しかし、それが焦りや不安になることはない。
「これでよかったんだ」
その呟きは誰にも聞かれることはなかったが、一人微笑み、彼はそっとノートに挟んでいた紙をそっと広げた。
最近、開くことも忘れるくらいに女性に振り回されていた。
彼にとってのお守りであり、大切な何を書いているのか分からない言葉。
五回ほど読み、そっと破れないように折りたたむと彼はノートに挟み直した。
言葉の意味は未だに分からない。
しかし、その言葉が女性に出会う前の彼を救っていたのだと認識したそのとき、ありがとうと呟いた。
家でも変化が現れた。
祖父の見舞いから帰ってきた母親が、はいっと彼に手渡した大学のパンフレット。
有名でも何か特出したものもない普通の大学。
パンフレットを受け取り、頭にはてなを浮かべる彼に母親は苦笑した。
「そこ、美術大学じゃないけど美術関係のサークルとか同好会とかが多いんだって。結構、賞をとってるみたいよ」
エプロンをつけながら母親は、気まずそうに目を伏せた。
「貴方には悪いことをしたわ」
「・・・なにが?」
自分の席に座りながら、彼はパンフレットをぱらりとめくった。
「ご近所に住んでた男の子のこと覚えてる?」
彼より六歳年上で昔、よく一緒に遊んでいた男の子。
「確か、サッカーが得意で推薦で高校行ってプロになるとか言ってたっけ?」
「そうよ。それで有名な高校に行くために家族総出で引っ越した子。けど、その怪我をしたらしくてね」
母親は冷蔵庫から食材を出しながら、ため息を吐いた。
「プロになる道を諦めて勉強を始めたけど、ずっと、サッカー一筋だったから勉強に追いつけなくて。大学もサッカー以外に興味がないから適当なところに入ったらしくて」
その後の人生は悲惨なものだったらしい。
家庭内で荒れ、素行も悪くなり、今は職にもつかずにどこかで遊び歩いているらしい。
「それを聞いた時にふと、思ったの。絵を職にしたいと言っている貴方の将来は本当にそれでいいのかって」
包丁で慣れた手つきでキャベツを千切りにし、魚を焼いていく。
「応援してあげたいけど、それはこの先の人生を潰してしまうんじゃないかって。それなら、趣味にとどめて少しでもいい大学に入って、生活を安定させながら絵を描き続けたらいいんじゃないかって」
決して否定をしたかった訳ではなかったと母親は言った。
「でも、その結果、貴方は笑わなくなるし絵も描かなくなるし、何より人生を捨てたような目をするようになった」
どうすればいいのか分からなくなった母親は、少しでも彼の興味がひけそうな大学はないかと特色BGMを始めたのだという。
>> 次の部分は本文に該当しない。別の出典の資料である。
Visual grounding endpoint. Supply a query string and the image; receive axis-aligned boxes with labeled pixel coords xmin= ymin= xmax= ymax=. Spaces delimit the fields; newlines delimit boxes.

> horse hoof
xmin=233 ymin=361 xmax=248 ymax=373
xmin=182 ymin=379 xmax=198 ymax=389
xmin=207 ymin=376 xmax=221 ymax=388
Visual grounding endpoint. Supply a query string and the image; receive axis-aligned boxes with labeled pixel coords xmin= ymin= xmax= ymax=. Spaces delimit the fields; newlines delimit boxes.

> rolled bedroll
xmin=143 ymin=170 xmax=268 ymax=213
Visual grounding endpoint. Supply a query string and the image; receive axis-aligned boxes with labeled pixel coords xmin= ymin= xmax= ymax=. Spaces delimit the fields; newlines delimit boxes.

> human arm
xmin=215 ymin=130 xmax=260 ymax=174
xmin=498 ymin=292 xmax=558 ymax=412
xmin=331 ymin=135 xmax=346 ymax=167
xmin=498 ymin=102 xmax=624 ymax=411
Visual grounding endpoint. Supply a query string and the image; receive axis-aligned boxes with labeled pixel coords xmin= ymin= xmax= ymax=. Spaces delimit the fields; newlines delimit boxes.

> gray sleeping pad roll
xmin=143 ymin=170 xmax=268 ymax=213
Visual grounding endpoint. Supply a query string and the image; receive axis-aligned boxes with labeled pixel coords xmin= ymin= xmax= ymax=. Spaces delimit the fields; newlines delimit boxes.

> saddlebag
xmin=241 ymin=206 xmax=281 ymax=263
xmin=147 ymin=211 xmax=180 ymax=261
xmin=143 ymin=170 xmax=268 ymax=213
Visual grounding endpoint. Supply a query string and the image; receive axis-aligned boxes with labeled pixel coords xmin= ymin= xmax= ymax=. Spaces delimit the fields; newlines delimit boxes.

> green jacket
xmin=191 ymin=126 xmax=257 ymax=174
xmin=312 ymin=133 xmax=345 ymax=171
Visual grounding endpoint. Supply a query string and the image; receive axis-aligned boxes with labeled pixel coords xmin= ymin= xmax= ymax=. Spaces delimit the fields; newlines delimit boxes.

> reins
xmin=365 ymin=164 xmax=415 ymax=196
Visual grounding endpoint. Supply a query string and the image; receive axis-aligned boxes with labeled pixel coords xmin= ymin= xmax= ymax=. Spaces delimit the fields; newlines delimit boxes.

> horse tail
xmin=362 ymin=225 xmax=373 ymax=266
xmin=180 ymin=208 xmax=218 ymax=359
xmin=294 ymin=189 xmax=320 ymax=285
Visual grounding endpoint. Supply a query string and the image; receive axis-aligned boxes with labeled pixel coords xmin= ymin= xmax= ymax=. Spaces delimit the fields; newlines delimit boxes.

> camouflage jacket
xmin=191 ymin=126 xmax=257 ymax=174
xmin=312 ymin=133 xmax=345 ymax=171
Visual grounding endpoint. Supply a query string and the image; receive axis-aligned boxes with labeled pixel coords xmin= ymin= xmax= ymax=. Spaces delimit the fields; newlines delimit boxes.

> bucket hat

「いつまでも子供扱いしていたせいか、読み聞かせたらいいかと安易に考えてたの。おじいちゃんに怒られちゃったわ。そんなに追い込んでどうするつもりだ!って」
「・・・確かに苦痛だったよ」
目の前に置かれていく夕食を見ながら、彼は呟いた。
「だけど、貴方が遊びから帰ってきて目を輝かせて笑顔まで作って帰ってくるんだもの。驚いたわ」
向かいに座り、母親は微笑んだ。
「きっと良いことがあったんだと思ったの。私じゃ的外れなことしかしないから。だから口をもう挟まないことにしたの」
私より貴方の方がしっかりしていたのにどうして忘れてしまっていたのかしらね
「いただきます」
彼は手を合わせて、夕食を口に運んだ。
久々に心の底から本当に美味しいと思えた味だった。